Additionally, there are also cases of early onset Parkinson’s disease that can affect patients much younger than 70, as an estimated 3% of cases are identified initially in patients younger than age 50. Many early onset cases are the result of genetic mutations, which constitute 10% of the overall cases of PD, with sporadic / idiopathic making up the rest.17 Outside of genetic variation, age and unknown environmental factors make up the risk for PD, although it is unknown how alpha-synculein is aggregating and forming Lewy bodies during disease pathology.
A staging system for Parkinson’s was introduced by Heiko Braak in 2003, and this system remains one of the main forms of staging used today.18 The stages are labeled from stage 1 to stage 6, and are identified by the following:
- Stage 1: Disease initiated in the structures of the lower brainstem, in particular the dorsal motor nucleus.
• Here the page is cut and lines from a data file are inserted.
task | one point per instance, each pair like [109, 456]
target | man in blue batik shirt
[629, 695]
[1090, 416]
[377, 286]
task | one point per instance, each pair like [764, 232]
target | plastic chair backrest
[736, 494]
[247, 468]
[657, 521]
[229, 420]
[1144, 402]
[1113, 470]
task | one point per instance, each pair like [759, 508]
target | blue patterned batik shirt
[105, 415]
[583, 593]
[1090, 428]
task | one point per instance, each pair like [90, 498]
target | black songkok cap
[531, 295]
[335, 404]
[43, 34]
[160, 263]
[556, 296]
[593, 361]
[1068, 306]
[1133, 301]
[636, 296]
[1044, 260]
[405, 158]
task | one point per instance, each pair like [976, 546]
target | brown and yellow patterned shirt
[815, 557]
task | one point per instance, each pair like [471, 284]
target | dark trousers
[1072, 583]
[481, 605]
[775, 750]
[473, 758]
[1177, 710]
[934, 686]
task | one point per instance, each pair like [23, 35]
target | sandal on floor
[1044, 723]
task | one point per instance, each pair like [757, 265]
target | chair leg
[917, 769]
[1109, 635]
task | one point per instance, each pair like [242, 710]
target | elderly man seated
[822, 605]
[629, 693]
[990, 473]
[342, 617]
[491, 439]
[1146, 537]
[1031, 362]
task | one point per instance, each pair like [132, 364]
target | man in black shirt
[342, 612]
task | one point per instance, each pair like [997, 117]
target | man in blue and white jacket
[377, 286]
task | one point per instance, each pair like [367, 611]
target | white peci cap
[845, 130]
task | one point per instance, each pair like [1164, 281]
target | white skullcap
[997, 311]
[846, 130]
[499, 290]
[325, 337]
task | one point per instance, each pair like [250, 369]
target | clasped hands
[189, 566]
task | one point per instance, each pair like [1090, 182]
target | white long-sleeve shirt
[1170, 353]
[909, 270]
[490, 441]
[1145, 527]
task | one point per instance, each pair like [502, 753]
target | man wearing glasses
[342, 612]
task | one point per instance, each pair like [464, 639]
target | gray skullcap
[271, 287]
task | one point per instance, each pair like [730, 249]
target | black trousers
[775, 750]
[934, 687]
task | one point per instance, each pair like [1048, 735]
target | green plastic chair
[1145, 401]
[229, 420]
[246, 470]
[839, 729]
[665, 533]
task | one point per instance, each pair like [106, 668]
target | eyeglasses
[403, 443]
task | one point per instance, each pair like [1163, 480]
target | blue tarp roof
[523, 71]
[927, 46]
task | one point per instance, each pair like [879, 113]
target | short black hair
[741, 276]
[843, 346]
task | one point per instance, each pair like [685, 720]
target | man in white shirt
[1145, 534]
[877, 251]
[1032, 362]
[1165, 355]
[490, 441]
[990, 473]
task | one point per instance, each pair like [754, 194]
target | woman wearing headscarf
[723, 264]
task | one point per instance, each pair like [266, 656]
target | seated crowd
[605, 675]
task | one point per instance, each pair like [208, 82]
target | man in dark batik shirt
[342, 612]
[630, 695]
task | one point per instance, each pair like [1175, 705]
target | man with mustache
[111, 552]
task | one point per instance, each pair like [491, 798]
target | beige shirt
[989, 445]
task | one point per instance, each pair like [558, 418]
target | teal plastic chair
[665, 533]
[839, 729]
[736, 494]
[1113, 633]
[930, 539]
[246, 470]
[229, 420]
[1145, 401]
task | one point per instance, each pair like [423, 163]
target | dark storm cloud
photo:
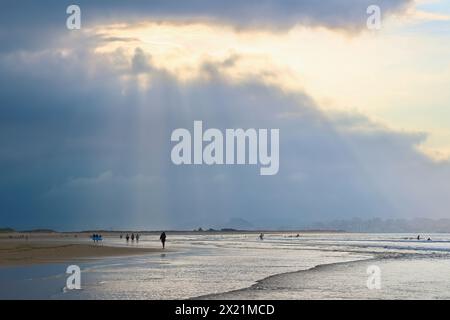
[81, 149]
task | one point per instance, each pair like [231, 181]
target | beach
[232, 266]
[27, 249]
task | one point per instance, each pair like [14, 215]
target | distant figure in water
[162, 237]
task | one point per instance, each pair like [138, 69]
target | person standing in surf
[162, 237]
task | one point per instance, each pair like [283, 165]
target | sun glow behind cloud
[382, 74]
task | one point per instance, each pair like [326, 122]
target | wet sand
[19, 250]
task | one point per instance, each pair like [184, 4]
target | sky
[86, 115]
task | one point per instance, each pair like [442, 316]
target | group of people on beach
[162, 237]
[133, 236]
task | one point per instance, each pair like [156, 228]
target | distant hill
[238, 224]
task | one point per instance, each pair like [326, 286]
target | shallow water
[208, 264]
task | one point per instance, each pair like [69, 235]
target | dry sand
[22, 250]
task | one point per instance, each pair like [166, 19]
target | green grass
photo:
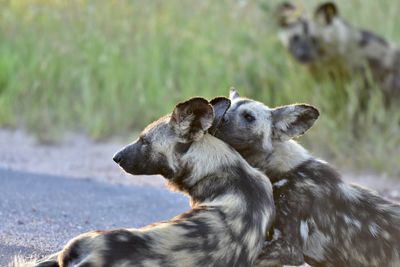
[110, 67]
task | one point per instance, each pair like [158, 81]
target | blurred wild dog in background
[326, 43]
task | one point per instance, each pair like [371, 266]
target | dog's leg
[49, 261]
[285, 249]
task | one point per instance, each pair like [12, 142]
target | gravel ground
[40, 213]
[47, 196]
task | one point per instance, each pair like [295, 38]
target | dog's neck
[284, 157]
[204, 158]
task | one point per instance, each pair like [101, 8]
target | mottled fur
[325, 41]
[229, 217]
[320, 217]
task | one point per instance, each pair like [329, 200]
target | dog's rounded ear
[285, 14]
[191, 119]
[326, 12]
[292, 121]
[233, 93]
[220, 105]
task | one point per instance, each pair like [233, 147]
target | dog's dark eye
[295, 38]
[248, 117]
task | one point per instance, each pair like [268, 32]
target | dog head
[162, 144]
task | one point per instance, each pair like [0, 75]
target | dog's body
[330, 222]
[229, 219]
[327, 42]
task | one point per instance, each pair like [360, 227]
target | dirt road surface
[52, 193]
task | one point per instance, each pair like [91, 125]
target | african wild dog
[326, 42]
[229, 217]
[331, 222]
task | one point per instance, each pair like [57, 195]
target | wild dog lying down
[324, 41]
[232, 202]
[331, 222]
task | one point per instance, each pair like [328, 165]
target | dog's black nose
[117, 157]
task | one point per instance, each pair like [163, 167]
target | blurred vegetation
[109, 67]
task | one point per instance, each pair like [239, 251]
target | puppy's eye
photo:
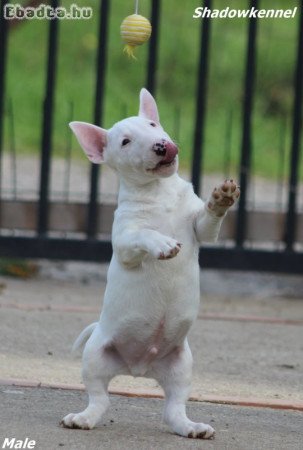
[125, 142]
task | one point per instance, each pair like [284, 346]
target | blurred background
[230, 111]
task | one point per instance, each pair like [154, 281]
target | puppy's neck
[146, 191]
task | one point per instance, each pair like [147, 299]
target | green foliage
[176, 79]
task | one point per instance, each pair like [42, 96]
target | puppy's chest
[171, 217]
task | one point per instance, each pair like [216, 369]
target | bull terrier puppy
[152, 294]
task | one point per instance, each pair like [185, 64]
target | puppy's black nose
[160, 148]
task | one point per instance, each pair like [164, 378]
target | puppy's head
[137, 147]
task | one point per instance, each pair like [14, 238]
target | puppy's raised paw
[223, 197]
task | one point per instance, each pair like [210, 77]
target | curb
[157, 393]
[206, 316]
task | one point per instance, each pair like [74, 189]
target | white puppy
[152, 294]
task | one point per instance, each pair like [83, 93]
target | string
[136, 6]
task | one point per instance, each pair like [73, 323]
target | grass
[176, 80]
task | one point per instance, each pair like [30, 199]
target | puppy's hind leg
[100, 365]
[174, 374]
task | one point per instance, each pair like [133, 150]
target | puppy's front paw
[223, 197]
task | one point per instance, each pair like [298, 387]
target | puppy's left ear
[148, 107]
[92, 139]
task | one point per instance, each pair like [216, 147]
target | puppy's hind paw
[170, 253]
[76, 421]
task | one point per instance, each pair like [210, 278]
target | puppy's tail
[83, 337]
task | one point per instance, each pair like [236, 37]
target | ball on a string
[135, 30]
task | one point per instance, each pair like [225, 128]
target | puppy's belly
[139, 343]
[148, 312]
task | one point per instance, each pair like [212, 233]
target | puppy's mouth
[163, 164]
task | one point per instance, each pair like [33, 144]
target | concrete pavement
[248, 350]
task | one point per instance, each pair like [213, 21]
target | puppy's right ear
[148, 106]
[92, 139]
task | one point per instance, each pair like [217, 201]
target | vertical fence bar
[3, 52]
[201, 100]
[246, 146]
[92, 221]
[153, 46]
[47, 126]
[290, 230]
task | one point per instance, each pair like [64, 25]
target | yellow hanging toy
[135, 30]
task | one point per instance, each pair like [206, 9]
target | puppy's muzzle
[167, 150]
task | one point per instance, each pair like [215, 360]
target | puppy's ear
[92, 139]
[148, 107]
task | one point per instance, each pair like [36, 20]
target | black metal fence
[41, 241]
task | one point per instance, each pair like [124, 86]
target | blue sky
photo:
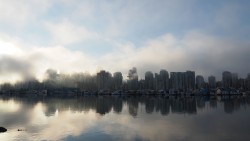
[87, 35]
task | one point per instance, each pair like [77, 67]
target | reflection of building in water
[50, 110]
[103, 105]
[212, 82]
[117, 105]
[132, 81]
[187, 105]
[183, 80]
[232, 104]
[149, 80]
[117, 77]
[227, 79]
[149, 105]
[103, 80]
[199, 82]
[213, 103]
[163, 105]
[133, 106]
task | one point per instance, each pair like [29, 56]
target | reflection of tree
[149, 105]
[117, 105]
[103, 106]
[133, 106]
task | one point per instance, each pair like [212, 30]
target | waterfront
[126, 118]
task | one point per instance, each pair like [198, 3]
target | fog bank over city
[88, 36]
[204, 54]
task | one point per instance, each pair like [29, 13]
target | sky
[71, 36]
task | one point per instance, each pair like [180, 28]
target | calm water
[134, 118]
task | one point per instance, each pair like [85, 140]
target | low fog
[204, 54]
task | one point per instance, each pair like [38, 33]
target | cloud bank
[205, 54]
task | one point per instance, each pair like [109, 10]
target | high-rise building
[234, 80]
[200, 82]
[190, 80]
[177, 80]
[248, 81]
[132, 79]
[227, 79]
[103, 80]
[162, 80]
[117, 79]
[212, 82]
[149, 80]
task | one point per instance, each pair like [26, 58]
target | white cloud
[20, 12]
[65, 32]
[196, 51]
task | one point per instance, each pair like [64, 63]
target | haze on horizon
[70, 36]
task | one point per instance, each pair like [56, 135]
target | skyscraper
[199, 81]
[227, 79]
[212, 82]
[177, 80]
[234, 80]
[190, 80]
[117, 79]
[132, 79]
[149, 80]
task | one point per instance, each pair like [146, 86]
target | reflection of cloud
[71, 122]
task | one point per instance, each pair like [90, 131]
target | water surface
[126, 118]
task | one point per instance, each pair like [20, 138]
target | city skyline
[186, 81]
[75, 36]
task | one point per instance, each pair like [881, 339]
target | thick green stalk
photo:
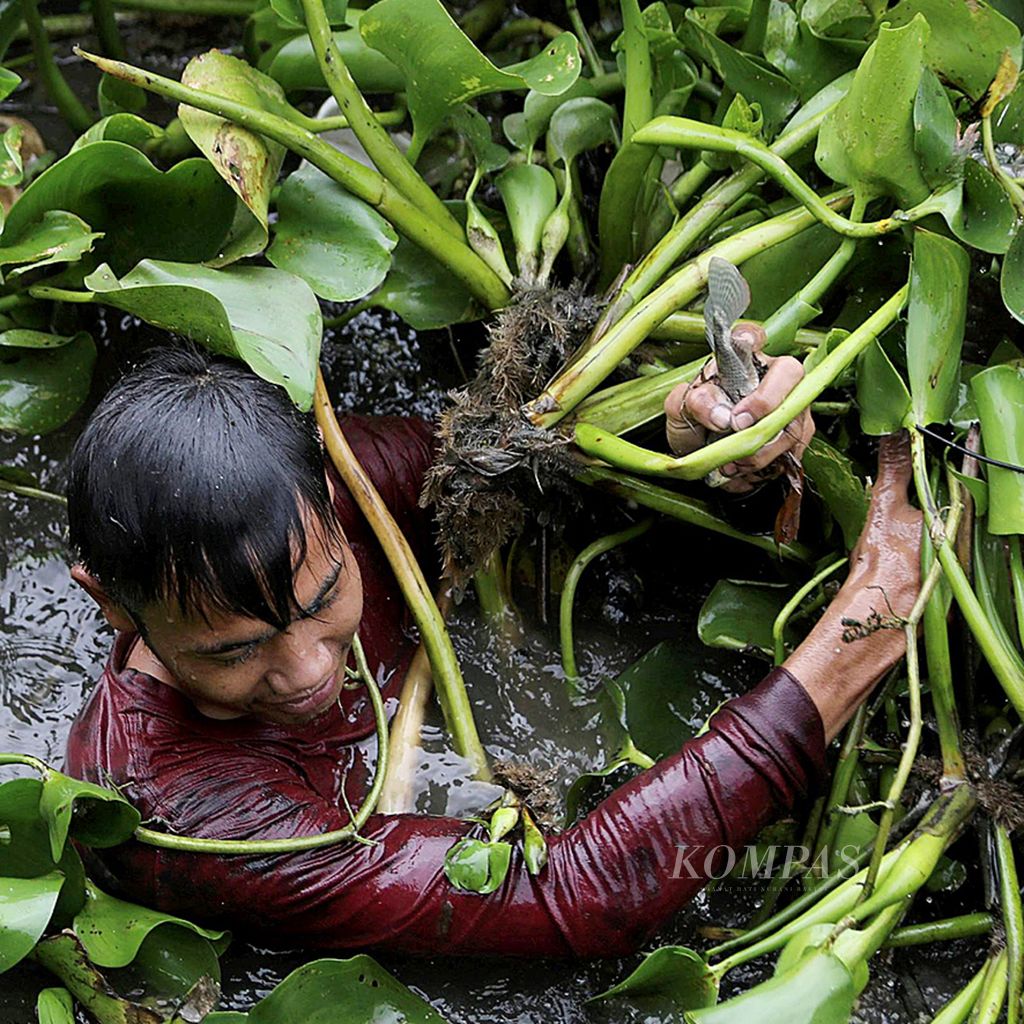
[1005, 663]
[685, 233]
[27, 492]
[262, 847]
[634, 459]
[957, 1009]
[967, 926]
[688, 510]
[1013, 921]
[596, 361]
[577, 569]
[387, 158]
[685, 133]
[639, 104]
[363, 181]
[940, 675]
[433, 635]
[782, 619]
[71, 108]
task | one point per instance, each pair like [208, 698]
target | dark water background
[53, 643]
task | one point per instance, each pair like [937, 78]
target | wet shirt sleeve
[610, 880]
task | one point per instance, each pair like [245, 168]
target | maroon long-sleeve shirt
[609, 882]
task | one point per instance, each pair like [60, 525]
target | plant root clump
[532, 786]
[495, 470]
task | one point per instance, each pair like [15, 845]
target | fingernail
[721, 416]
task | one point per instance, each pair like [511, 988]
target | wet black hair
[189, 484]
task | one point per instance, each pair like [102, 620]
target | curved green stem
[597, 360]
[230, 847]
[71, 108]
[634, 459]
[364, 182]
[684, 133]
[444, 665]
[782, 619]
[1005, 663]
[387, 158]
[1013, 921]
[688, 510]
[577, 569]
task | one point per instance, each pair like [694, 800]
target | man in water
[236, 571]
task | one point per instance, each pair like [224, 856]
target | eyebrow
[307, 612]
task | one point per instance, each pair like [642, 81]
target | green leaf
[25, 853]
[740, 73]
[843, 492]
[112, 931]
[266, 317]
[57, 238]
[423, 292]
[42, 388]
[475, 865]
[967, 40]
[738, 614]
[93, 815]
[54, 1006]
[26, 907]
[669, 978]
[443, 69]
[183, 214]
[998, 392]
[819, 989]
[249, 163]
[316, 992]
[290, 11]
[882, 395]
[867, 140]
[523, 128]
[339, 245]
[25, 338]
[580, 125]
[937, 313]
[295, 67]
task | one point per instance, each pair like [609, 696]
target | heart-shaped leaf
[937, 313]
[442, 68]
[340, 246]
[670, 978]
[266, 317]
[58, 238]
[93, 815]
[26, 908]
[181, 214]
[368, 992]
[867, 140]
[249, 163]
[42, 388]
[967, 41]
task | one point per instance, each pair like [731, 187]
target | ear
[115, 613]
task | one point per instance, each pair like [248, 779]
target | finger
[750, 335]
[782, 376]
[894, 470]
[791, 439]
[709, 406]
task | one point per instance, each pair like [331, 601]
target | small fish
[728, 297]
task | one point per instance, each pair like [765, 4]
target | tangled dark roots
[495, 469]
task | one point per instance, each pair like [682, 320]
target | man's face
[236, 666]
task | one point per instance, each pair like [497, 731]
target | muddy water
[52, 644]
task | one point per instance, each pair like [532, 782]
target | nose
[303, 659]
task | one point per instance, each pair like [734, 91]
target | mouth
[308, 702]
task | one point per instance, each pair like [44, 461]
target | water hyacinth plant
[859, 163]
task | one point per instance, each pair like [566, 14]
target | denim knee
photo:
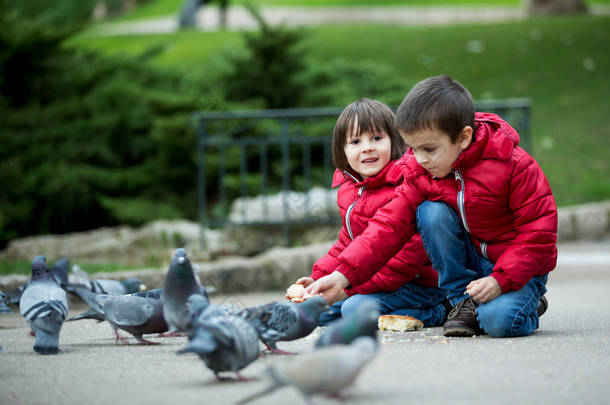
[495, 322]
[499, 322]
[430, 215]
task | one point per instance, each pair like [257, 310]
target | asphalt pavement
[564, 362]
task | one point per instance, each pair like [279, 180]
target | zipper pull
[458, 179]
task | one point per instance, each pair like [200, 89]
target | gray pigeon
[224, 341]
[44, 305]
[362, 322]
[133, 314]
[93, 313]
[4, 303]
[284, 320]
[328, 370]
[179, 284]
[60, 271]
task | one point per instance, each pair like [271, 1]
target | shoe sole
[459, 332]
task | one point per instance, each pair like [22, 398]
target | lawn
[156, 8]
[561, 63]
[8, 267]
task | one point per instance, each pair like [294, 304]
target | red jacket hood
[494, 139]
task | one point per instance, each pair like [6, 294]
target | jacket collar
[391, 174]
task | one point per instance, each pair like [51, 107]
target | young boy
[483, 206]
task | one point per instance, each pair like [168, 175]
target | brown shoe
[462, 320]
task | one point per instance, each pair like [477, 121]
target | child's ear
[465, 137]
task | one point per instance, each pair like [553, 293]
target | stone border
[279, 267]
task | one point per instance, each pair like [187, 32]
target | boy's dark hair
[373, 116]
[436, 103]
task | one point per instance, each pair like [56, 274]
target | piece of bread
[296, 293]
[399, 323]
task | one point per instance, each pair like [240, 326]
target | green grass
[24, 267]
[156, 8]
[561, 63]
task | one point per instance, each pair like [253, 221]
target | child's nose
[366, 145]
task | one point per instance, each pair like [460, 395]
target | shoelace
[467, 305]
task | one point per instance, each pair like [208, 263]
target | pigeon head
[39, 268]
[181, 264]
[195, 304]
[60, 271]
[180, 255]
[133, 285]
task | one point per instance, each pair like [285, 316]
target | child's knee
[352, 303]
[431, 214]
[498, 321]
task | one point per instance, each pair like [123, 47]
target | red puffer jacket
[358, 201]
[501, 194]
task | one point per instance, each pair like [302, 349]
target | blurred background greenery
[95, 129]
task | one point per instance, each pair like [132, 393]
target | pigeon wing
[129, 310]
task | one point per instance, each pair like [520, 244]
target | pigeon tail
[91, 313]
[202, 342]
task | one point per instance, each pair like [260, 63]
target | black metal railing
[242, 154]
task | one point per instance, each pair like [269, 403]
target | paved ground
[239, 18]
[564, 362]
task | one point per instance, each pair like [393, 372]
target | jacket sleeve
[391, 227]
[534, 249]
[330, 261]
[400, 269]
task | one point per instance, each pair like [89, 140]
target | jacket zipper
[349, 211]
[484, 249]
[461, 206]
[458, 177]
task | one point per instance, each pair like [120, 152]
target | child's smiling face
[368, 153]
[434, 150]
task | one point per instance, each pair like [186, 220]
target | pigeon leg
[118, 337]
[275, 350]
[243, 378]
[171, 334]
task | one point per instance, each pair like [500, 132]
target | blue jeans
[457, 261]
[423, 303]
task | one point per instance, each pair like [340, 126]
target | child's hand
[484, 289]
[305, 281]
[330, 287]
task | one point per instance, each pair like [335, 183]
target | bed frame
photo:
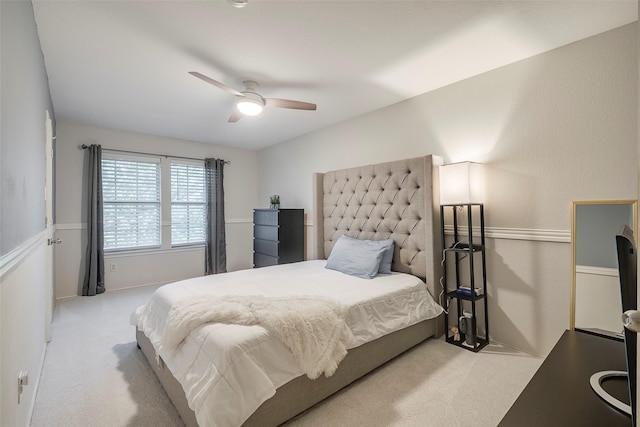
[397, 200]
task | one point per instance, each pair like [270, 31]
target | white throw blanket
[313, 328]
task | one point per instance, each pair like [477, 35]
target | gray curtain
[215, 246]
[94, 260]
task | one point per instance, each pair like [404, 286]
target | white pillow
[355, 257]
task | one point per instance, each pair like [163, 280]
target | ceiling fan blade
[235, 116]
[287, 103]
[215, 83]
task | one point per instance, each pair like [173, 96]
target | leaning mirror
[595, 287]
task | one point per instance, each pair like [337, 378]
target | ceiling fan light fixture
[249, 106]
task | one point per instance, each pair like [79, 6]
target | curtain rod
[85, 146]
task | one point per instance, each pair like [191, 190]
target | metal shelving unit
[462, 252]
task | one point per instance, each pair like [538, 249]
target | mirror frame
[574, 207]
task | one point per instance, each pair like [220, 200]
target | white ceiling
[125, 64]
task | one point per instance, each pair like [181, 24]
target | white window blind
[131, 195]
[188, 203]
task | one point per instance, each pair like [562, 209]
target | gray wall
[24, 98]
[550, 129]
[24, 95]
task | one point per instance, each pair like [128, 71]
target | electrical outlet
[23, 380]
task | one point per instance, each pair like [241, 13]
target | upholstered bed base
[397, 200]
[301, 393]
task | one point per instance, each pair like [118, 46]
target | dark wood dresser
[278, 236]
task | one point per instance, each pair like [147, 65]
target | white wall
[557, 127]
[24, 97]
[143, 268]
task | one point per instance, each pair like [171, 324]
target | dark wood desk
[559, 394]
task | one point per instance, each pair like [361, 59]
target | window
[188, 203]
[131, 195]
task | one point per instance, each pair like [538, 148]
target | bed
[394, 200]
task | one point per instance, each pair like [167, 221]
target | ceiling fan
[249, 102]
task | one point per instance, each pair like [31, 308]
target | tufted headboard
[397, 200]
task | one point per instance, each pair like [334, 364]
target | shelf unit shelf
[465, 252]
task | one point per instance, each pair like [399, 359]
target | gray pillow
[355, 257]
[387, 257]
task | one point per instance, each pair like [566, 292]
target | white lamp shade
[461, 183]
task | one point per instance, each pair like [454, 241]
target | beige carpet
[94, 375]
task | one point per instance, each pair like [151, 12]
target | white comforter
[228, 370]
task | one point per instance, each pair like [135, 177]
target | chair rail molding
[15, 256]
[558, 236]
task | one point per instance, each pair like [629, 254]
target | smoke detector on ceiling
[238, 3]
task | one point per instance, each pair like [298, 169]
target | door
[50, 238]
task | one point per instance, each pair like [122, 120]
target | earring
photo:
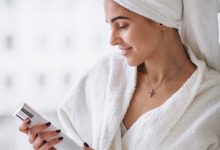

Thread-like alpha-synuclein aggregates are more common than Lewy bodies.
- Stage 2: Characterized by additional lesions within the raphe nuclei, and the gigantocellular reticular nucleus of the medulla oblongata. Alpha-syn aggregates remain more prevalent than Lewy bodies.
- Stage 3: Disease has infiltrated the substantia nigra, and Lewy body formation begins within the pars compacta. Lewy body numbers begin to rise.
- Stage 4: Destruction and loss of dopaminergic neurons in the pars compacta begins. Pathology can be observed in the amygdala, and in the subnuclei of the thalamus.
- Stage 5: The neocortex has begun to be effected by disease progression, and spread continues into the temporal, parietal, and frontal lobes of the brain. Cell death has become extensive throughout multiple parts of brain, specifically in areas responsible for movement.
- The neocortex has been fully invaded by disease. The disease has reached its most dangerous, and most severe point throughout progression.